Twin sisters Jack and Jill were sent right to Eleanor West’s Home for Wayward Children when they came back “home” from their five-year stay in the dark land of the Moors. In Every Heart a Doorway, their story post-fantastical world intertwines with those of other children who had to return, unwillingly, from their respective forays into strange lands via secret doors.
In this new book by Seanan McGuire, their stories before being sent off to this unique boarding school are told. Jacqueline and Jillian are raised by parents who don’t really care to be parents; they simply had children to be able to present them to society. Their parents decided what each would be: Jacqueline the pretty girly one, adorned in frilly dresses and told not to get dirty; Jillian the tomboy, dressed in jeans and tennis shoes, placed in sports. But one day, when they’re 12, they discover a hidden door and end up in the Moors, where vampires and werewolves and other monsters reign. They are picked up by the Master, who wants to keep both but has made a deal with the “mad scientist” who lives in the windmill, and Jill goes one way while Jack goes another. They learn to get by in this new place and even come to appreciate their lives and find themselves, in a sense, as they finally are given the opportunity to make choices for themselves. But the choices they make have much more dire consequences in the land of the Moors, and even as much as each wants to stay, consequences — and finally learning what love is — end up forcing them to leave.
The world of Wayward Children is one where the lands of fairy tales exist, where children from our world really do find secret doorways that open up just once when the time is right, where those worlds have varying sets of rules, all very serious and never the light-hearted “Disney-fied” versions of those tales. McGuire uses these places to explore morality and human nature and what selfishness and bad choices can do. This story is a reminder that girls shouldn’t be forced into one or two molds, that they should have many options available to them, to guide their own destinies, and that humans can be just as disturbing as monsters.
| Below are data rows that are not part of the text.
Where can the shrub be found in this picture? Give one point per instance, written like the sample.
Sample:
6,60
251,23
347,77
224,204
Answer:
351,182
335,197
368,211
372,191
Rated: Moderate. There’s no offensive language. Sexual content includes a romantic relationship between two teen girls, with some kissing mentioned and more involvement implied. There’s a potential implication of a relationship (but it’s murky) between a teen girl and a vampire. Violence is mostly a murder that involves mentions of blood and a body being mutilated in some way with a knife. There are mentions of other killings, mostly of children, just in passing.